Current Overall Status

  1. Multiple channel support on Windows, Linux, OS X has finished
  2. Improving mixing modules
  3. Surveying how to play audio 5.1 on Android and how to implement multi-channels on it
  4. Surveying a good way to add telemetry to collect use case of audio 5.1

Roadmap

There are three phases for the implementation.

  1. Basic support
    1. Implement basic support for each backends
      1. Implement multiple channel support in cubeb on Windows
      2. Support multiple channel for Firefox Windows based on previous cubeb's work
      3. Repeat the work for OSX, Linux, ... and other platforms.
    2. Implement mixing module beyond backends
      1. Implement the defined mixing mechanisms(e.g., 3f2 downmix)
      2. Design alternative mechanisms for the undefined conversions
    3. Testing: Design a reliable test for multiple channel support(need to integrate with the testing improvement plan)
      1. Fake a virtual audio device on Windows
      2. Intercept the audio output data to verify via the faked device.
      3. Repeat the work for OSX, Linux, ... and other platforms.
  2. Add telemetry to collect use case of audio 5.1
    1. Record the information about user's audio devices
    2. Record the channel counts and layout of the raw decoded audio data
  3. Integration with device-switching support(this has not implemented yet)
  4. Fancy feature support
    1. stereo-to-5.1 simulation

Integration of cubeb and gecko

The Gecko's AudioConverter downmix the audio data which has more than two channels into stereo or mono before passing it to cubeb. The reason to do that is because cubeb has no multi-channel support. Once cubeb implements multi-channel support and mixing mechanism, there is no need to downmix first in gecko.

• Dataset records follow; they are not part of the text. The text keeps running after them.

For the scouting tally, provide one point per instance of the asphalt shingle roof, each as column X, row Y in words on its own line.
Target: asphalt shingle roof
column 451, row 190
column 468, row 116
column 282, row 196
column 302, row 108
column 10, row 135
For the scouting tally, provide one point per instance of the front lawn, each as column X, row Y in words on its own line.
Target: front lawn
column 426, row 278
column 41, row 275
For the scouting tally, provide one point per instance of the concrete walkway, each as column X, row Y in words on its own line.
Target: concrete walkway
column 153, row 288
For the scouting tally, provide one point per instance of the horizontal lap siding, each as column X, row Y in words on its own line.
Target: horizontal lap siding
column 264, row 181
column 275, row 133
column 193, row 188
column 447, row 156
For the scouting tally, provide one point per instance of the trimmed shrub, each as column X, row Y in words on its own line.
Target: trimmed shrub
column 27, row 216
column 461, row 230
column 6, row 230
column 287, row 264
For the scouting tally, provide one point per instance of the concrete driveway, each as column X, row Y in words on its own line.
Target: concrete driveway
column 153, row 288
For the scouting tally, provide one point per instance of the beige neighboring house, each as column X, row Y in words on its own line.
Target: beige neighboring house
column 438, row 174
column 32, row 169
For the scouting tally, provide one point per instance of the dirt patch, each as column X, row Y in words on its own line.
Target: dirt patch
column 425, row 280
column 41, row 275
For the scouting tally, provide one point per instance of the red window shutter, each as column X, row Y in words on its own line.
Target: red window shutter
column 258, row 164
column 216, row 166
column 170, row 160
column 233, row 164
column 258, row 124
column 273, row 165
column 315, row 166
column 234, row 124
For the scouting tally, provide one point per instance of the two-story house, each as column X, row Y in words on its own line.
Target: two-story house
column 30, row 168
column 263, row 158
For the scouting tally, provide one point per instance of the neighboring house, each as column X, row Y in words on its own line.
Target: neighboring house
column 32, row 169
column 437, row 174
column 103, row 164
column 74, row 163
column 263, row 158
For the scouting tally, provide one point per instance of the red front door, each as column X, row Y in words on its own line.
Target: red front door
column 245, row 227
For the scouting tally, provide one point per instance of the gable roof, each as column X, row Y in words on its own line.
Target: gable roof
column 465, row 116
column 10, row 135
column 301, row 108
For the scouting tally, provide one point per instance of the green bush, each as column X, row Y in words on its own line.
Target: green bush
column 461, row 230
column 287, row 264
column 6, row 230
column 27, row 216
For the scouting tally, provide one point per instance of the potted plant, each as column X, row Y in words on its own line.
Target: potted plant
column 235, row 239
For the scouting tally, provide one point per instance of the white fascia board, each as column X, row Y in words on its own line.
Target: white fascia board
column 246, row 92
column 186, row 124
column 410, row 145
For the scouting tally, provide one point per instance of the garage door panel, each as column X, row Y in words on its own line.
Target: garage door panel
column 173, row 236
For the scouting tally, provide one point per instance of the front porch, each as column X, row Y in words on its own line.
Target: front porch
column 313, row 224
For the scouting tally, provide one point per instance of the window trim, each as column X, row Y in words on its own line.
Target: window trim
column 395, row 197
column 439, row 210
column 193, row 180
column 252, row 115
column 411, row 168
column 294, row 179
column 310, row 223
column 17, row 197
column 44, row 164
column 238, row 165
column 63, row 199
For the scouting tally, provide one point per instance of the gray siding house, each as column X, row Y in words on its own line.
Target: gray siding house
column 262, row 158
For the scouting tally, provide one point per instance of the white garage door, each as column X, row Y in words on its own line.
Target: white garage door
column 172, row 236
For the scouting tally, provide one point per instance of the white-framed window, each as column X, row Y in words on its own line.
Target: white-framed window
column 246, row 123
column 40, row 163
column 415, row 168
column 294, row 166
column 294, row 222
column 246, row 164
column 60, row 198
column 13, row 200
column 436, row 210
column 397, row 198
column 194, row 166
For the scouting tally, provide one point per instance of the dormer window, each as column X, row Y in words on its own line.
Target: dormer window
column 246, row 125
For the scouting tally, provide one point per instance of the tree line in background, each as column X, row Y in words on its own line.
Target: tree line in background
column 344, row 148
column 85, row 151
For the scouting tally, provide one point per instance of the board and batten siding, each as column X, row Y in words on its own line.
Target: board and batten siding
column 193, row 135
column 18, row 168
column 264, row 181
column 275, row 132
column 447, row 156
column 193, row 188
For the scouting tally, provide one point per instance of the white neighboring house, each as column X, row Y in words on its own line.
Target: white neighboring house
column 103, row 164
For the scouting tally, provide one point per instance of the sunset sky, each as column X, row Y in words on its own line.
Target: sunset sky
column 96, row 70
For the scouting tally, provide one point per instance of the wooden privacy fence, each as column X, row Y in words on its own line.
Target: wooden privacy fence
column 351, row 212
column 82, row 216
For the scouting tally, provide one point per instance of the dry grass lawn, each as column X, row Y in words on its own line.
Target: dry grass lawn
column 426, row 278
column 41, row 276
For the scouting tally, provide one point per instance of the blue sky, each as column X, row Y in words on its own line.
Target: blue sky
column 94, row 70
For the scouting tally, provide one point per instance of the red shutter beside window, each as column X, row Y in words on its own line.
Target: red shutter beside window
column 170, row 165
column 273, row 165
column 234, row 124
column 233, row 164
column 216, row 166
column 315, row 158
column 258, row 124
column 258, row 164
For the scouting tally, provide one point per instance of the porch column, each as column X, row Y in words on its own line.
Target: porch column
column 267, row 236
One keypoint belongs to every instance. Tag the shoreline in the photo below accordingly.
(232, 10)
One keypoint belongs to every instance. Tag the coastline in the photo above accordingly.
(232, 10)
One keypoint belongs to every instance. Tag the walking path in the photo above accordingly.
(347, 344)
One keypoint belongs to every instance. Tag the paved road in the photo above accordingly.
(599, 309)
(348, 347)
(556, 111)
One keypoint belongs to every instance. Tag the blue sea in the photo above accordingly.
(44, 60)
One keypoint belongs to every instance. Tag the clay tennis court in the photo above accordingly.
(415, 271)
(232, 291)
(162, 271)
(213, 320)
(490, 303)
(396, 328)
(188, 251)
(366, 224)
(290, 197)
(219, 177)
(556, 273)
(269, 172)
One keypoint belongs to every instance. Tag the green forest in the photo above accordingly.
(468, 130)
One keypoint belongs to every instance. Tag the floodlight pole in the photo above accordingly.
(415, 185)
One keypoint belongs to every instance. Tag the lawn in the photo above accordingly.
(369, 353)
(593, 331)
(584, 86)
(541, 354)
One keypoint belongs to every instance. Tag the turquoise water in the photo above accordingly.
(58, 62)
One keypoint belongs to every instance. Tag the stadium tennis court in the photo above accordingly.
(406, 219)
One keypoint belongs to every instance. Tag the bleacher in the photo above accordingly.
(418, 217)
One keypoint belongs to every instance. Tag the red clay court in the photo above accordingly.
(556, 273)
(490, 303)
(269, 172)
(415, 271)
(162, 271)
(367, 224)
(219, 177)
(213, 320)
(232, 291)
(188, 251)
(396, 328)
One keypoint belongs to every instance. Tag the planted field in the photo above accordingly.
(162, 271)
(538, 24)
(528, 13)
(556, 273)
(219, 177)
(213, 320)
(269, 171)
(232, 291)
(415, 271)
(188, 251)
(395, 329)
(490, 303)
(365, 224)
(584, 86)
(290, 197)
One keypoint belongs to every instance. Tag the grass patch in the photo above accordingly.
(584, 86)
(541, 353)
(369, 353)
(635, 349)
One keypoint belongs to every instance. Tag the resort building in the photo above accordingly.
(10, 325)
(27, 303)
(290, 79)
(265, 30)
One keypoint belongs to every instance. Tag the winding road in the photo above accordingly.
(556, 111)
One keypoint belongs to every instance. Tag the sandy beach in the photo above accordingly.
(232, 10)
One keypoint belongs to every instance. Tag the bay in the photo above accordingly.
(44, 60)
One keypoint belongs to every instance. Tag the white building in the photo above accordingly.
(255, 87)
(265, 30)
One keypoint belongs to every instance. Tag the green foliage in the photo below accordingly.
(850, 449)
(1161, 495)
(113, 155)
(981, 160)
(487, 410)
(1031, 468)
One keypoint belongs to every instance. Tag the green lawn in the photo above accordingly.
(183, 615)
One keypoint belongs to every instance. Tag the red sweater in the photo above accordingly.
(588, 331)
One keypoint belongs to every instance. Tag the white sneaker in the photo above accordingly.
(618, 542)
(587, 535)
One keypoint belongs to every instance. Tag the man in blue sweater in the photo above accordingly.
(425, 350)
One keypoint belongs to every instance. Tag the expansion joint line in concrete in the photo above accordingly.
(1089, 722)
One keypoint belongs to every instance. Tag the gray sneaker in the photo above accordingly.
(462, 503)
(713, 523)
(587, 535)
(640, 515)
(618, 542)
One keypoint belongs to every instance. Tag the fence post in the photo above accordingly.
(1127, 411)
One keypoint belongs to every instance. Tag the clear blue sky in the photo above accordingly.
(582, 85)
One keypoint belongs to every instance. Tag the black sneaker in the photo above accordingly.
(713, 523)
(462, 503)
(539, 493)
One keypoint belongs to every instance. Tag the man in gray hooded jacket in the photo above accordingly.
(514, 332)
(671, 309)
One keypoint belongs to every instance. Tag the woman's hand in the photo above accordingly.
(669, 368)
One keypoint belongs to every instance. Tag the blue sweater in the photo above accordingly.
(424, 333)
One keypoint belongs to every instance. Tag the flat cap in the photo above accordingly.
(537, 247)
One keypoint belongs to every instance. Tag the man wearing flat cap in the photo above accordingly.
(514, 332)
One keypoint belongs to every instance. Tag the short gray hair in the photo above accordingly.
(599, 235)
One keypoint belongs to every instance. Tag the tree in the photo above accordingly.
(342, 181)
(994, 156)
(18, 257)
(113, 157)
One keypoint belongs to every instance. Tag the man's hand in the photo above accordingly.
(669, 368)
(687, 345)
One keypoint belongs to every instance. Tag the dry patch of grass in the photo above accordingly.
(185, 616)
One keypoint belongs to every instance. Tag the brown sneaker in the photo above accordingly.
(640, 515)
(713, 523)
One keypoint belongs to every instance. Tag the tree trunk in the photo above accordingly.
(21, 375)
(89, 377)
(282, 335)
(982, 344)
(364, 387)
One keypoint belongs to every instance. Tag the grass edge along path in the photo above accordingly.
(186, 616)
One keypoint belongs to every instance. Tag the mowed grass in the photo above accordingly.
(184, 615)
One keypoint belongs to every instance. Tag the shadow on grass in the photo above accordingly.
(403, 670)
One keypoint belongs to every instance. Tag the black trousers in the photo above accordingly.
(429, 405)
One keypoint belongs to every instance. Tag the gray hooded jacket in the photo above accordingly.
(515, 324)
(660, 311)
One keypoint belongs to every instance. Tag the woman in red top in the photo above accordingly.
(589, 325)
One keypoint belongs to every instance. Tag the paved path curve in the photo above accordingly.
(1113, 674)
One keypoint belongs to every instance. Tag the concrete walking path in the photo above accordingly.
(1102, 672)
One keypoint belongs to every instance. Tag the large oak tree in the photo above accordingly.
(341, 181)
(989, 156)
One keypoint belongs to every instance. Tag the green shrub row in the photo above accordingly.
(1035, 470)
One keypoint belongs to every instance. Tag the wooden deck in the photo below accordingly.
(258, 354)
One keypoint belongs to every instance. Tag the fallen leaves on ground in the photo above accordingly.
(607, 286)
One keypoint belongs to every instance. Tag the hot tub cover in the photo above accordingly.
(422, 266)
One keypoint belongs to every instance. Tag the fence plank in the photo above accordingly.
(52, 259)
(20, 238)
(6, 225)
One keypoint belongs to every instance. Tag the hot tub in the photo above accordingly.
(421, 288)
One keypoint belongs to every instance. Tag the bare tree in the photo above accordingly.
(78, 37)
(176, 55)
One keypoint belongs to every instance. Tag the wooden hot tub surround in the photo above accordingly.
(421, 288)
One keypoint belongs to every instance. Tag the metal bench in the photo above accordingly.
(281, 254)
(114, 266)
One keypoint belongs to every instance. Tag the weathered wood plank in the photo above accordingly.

We should move the downmix mechanism from gecko into cubeb one by one on each platform. If we implement the multi-channel support on Windows, then we should disallow the downmix mechanism in gecko on Windows and let cubeb to do that job. The downmix in gecko will be removed until the multi-channel support is implemented on each backend.

Integration with third-party library

Cubeb relies on third-party audio library. To support multiple channel, we found there are something we could contribute to them.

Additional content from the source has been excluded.